Installation á la surprise

Auf der Suche nach Anne Katrine Dolvens viel gepriesenem Kunstwerk muss ich drei Museumsherumsteher zu Rate ziehen, bis ich schließlich vor einer unscheinbaren Türe stehe. Als Kunstwerkverpackung hätte sie nicht besser gewählt werden können; am Ende der Galerie, in eine Ecke gepfercht, fast wandfarben: ein Kunstwerk, dass sich raffiniert vor dem Betrachter tarnt. Das hat es erstens auch nötig und erweist sich zweitens somit als ausgesprochen altruistisch. Ersteres, da es in keinster Weise hält, was ausgewiesene Kunstkenner versprachen; letzteres, da es durch sein Nicht-betrachtet-werden dem Kunstliebhaber ernsthafte Schmerzen erspart. In neanderthal-ähnlicher Rückenkrümmung muss der kompromisslose Betrachter vor einer fingernagelgroßen Öffnung verharren und größtmögliches Geschick aufbringen, um die dürftige Filmsequenz optisch zu erfassen. Diese scheint nicht mit der provisorischen Öffnung überein zustimmen und verlangt dem Betrachter akrobatische Schiel-Künste ab, die je nach Beschaffenheit des Augenmuskels früher oder später, höchstens aber nach zehn endlosen Sekunden, zu extremen Augenschmerzen, Augentrockenheit und unter Umständen sogar zu kurzzeitigem Orientierungsverlust führen können.
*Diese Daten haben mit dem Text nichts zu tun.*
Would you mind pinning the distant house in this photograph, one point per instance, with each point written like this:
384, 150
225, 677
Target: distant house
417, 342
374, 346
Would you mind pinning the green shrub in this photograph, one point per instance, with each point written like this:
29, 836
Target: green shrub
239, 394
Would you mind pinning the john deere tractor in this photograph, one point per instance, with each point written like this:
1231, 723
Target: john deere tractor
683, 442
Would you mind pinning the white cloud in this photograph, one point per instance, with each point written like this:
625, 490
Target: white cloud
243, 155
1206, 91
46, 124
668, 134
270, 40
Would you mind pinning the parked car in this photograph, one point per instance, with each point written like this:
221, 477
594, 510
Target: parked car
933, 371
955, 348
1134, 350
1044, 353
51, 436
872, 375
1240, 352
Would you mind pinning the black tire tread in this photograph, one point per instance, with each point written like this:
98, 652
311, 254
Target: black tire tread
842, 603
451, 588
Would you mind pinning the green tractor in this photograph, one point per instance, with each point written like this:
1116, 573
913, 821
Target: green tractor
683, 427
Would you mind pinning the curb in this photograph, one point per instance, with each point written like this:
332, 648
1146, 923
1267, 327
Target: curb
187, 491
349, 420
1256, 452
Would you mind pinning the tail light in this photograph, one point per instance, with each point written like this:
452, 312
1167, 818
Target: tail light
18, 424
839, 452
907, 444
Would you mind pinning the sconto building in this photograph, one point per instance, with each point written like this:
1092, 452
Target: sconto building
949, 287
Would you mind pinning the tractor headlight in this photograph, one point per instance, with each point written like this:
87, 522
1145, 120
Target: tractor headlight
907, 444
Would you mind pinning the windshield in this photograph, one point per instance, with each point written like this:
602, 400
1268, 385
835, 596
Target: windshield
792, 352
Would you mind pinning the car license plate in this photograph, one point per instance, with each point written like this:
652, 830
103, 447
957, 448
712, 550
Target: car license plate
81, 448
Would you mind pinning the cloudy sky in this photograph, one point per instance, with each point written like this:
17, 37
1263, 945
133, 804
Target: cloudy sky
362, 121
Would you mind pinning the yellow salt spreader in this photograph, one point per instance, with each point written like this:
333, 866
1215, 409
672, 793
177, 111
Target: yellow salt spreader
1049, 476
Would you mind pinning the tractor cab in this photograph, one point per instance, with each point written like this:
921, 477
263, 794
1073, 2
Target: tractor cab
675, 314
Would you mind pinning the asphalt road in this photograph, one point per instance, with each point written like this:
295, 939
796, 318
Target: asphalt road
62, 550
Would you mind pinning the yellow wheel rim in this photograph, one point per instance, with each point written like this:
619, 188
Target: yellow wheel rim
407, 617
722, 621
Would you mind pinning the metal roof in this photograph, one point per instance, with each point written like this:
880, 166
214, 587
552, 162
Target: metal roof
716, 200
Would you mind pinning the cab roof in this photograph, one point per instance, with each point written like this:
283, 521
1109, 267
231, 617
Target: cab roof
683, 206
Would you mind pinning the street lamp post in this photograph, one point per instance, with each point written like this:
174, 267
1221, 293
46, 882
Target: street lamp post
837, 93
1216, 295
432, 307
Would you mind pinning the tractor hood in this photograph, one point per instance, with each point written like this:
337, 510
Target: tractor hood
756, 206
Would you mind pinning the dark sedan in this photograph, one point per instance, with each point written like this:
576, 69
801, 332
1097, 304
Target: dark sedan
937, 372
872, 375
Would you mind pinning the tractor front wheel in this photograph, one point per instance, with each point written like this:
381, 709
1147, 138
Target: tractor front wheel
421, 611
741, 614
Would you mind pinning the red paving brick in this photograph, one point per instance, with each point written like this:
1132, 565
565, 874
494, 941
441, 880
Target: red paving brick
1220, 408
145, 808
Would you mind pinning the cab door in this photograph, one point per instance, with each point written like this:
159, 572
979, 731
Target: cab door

All dies würde der kompromisslose Betrachter für eine mitreißende oder wenigstens ansprechende Vorstellung selbstverständlich in Kauf nehmen. Doch darauf wartet er vergeblich. Natürlich, Kunst ist subjektiv. Aber mal ehrlich, wer lässt sich unter denkbar schlechten physischen Komfortverhältnissen von einer Videoinstallation mitreißen, die durch blühende Langeweile besticht? Wir haben als Betrachter die einmalige Gelegenheit einer Frau dabei zuzusehen wie sie mit der Schnelligkeit einer Schildkröte eine kitschige samtverpackte Treppe hinunter schreitet und dabei gelegentlich mit bedächtiger Langsamkeit ein Kleidungsstück überstülpt. Dabei zeigt sie die Grazie einer Elefantenkuh und den Elan eines Maulesels. Die Künstlerin hat es sich nicht nehmen lassen, diese einzigartige Mischung mit der Abwechslung und der Faszinationskraft einer Endlosschleife zu würzen. Der durchschnittliche Betrachter braucht etwa 5 Sekunden, um all diese Eindrücke aufzunehmen und zu verarbeiten, dann meldet sich ohnehin entweder sein Auge oder sein Rücken und zwingt ihn zum Rückzug. Enttäuscht wird er sich abwenden und schadenfroh den Platz für den nächsten in der Warteschlange räumen.